Рудольф с этою и начал. Вернувшись к Кренцам, он тотчас пошел взглянуть, что она делает. Но этого не понадобилось: голос Ангелики был слышен еще на лестнице — она занималась вокальными упражнениями вместе с Маргаритой, которая в свое время также училась пению. Рудольф отправился в другое крыло дома, где теперь стояла тишина. Нужно было поблагодарить хозяев за гостеприимство и перебираться с девчонками в гостиницу, поскольку ему казалось неудобным задерживаться здесь после завершения операции.

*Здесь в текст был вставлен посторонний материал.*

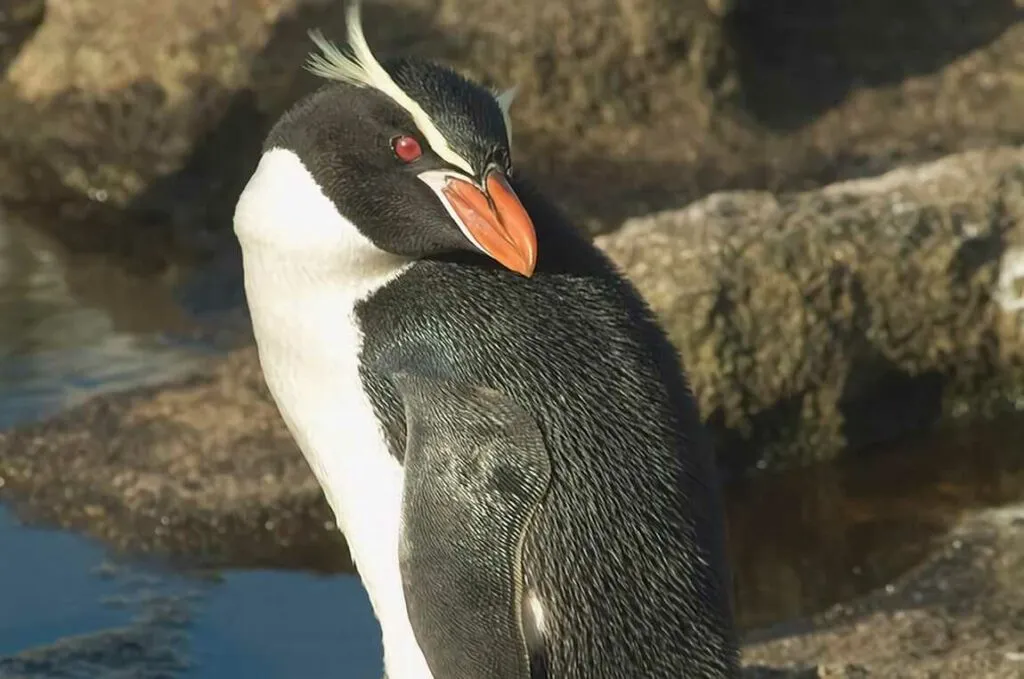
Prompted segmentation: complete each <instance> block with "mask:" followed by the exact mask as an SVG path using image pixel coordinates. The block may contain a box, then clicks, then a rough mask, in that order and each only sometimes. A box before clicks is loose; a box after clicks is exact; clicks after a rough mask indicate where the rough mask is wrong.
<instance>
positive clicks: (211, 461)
mask: <svg viewBox="0 0 1024 679" xmlns="http://www.w3.org/2000/svg"><path fill="white" fill-rule="evenodd" d="M0 479H3V480H2V482H0V500H2V499H7V498H9V499H10V500H12V501H15V504H16V505H17V506H18V507H20V508H22V509H23V510H25V512H26V515H28V516H30V517H33V518H35V519H39V520H45V521H48V522H53V523H57V524H59V525H62V526H66V527H74V528H79V529H85V531H87V532H88V533H89V534H91V535H93V536H95V537H97V538H100V539H102V540H103V541H105V542H106V543H109V544H111V545H113V546H115V547H117V548H120V549H128V550H131V551H136V552H142V551H156V552H160V553H170V554H187V555H188V557H189V559H191V560H195V561H199V562H203V561H215V562H216V563H217V564H218V565H230V564H231V563H234V562H238V561H241V562H243V563H245V564H246V565H259V564H266V565H271V564H274V565H282V566H287V565H289V564H290V563H294V564H302V563H306V562H309V561H314V562H318V561H324V559H319V558H318V557H317V558H313V556H311V554H310V552H315V553H316V554H319V553H322V552H325V551H333V552H337V555H336V556H334V557H333V558H330V559H327V560H326V562H327V563H331V564H333V566H332V567H334V568H342V569H343V568H347V567H350V566H349V565H348V563H347V555H346V553H345V550H344V546H343V544H342V542H341V538H340V536H339V535H338V534H337V532H336V531H334V528H333V525H334V522H333V519H332V518H331V513H330V510H329V509H328V508H327V505H326V503H325V502H324V500H323V498H322V495H321V492H319V487H318V485H317V484H316V481H315V479H314V478H313V476H312V474H311V473H310V471H309V468H308V467H307V466H306V464H305V461H304V460H303V458H302V456H301V454H300V453H299V452H298V450H297V448H296V447H295V444H294V443H293V442H292V439H291V437H290V436H289V435H288V432H287V431H286V429H285V427H284V424H283V422H282V420H281V418H280V416H279V415H278V412H276V410H275V409H274V407H273V404H272V402H271V400H270V398H269V396H268V394H267V392H266V389H265V386H264V384H263V378H262V375H261V373H260V372H259V363H258V359H257V357H256V353H255V349H252V348H247V349H242V350H239V351H237V352H236V353H233V354H232V355H230V356H228V357H227V358H226V359H222V363H220V364H218V365H216V366H215V367H213V368H212V370H211V371H210V374H209V376H207V377H202V378H200V377H197V378H194V379H191V380H187V381H185V382H183V383H180V384H177V385H173V386H167V387H163V388H147V389H142V390H139V391H136V392H133V393H127V394H119V395H113V396H109V397H99V398H94V399H92V400H90V401H88V402H86V404H85V405H84V406H82V407H80V408H77V409H74V410H72V411H71V412H70V413H68V414H67V415H66V416H60V417H58V418H56V419H55V420H52V421H50V422H48V423H40V424H35V425H30V426H26V427H23V428H19V429H15V430H12V431H8V432H3V433H0ZM316 526H319V527H321V528H322V529H319V531H317V529H316ZM282 546H284V547H285V549H282ZM339 546H341V547H340V548H339ZM283 559H284V560H283Z"/></svg>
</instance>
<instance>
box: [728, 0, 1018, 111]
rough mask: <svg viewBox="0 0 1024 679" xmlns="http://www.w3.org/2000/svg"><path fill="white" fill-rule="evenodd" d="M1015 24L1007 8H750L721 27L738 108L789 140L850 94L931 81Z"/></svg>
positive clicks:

Адвоката не было дома. Его супруга сидела в гостиной расстроенная и, услыхав первые фразы Гесса, огорчилась еще больше. Но, поняв, что гости собираются покинуть не сам город, а лишь ее дом, проявила решительность:
— Нет, нет, пожалуйста, я вас прошу остаться. Если возникли какие-то неудобства, то мы их немедленно устраним. Я, конечно, не смею настаивать, но я очень прошу. Видите ли, — продолжала она, заметив некоторое недоумение в глазах Рудольфа, — баронесса фон Шредер устраивает послезавтра прием в честь счастливого выздоровления моего бесподобного брата, и Роберт обещал на нем быть. Так или иначе, он еще здесь задержится, а я… я просто не знаю, что мне делать с ним. Я за него отвечаю, но я не справляюсь. Он меня совершенно не слушает!
Вы думаете, он меня слушает? — улыбнулся Гесс.
— Но все-таки при вас он не ведет себя так… так легкомысленно. — Она с трудом подобрала нужное слово. — Стоило вам уехать ненадолго, и он тут же сбежал.
— Как? — Рудольф ушам своим не поверил. — Он же совсем болен!
— И я о том же. Вы бы видели, как он спускался по лестнице. Просто цирковой номер!
— Куда же он поехал?
— Сказал, за лекарством. Я его шутки давно разучилась понимать.
— Не стоит так сильно беспокоиться, фрау Кренц, — сказал Гесс. — За Робертом всюду следует охрана. Они не спустят с него глаз. Это настоящие профессионалы. Я очень благодарен вам за ваше любезное предложение провести еще несколько дней в вашем доме. Если это удобно, то я очень рад.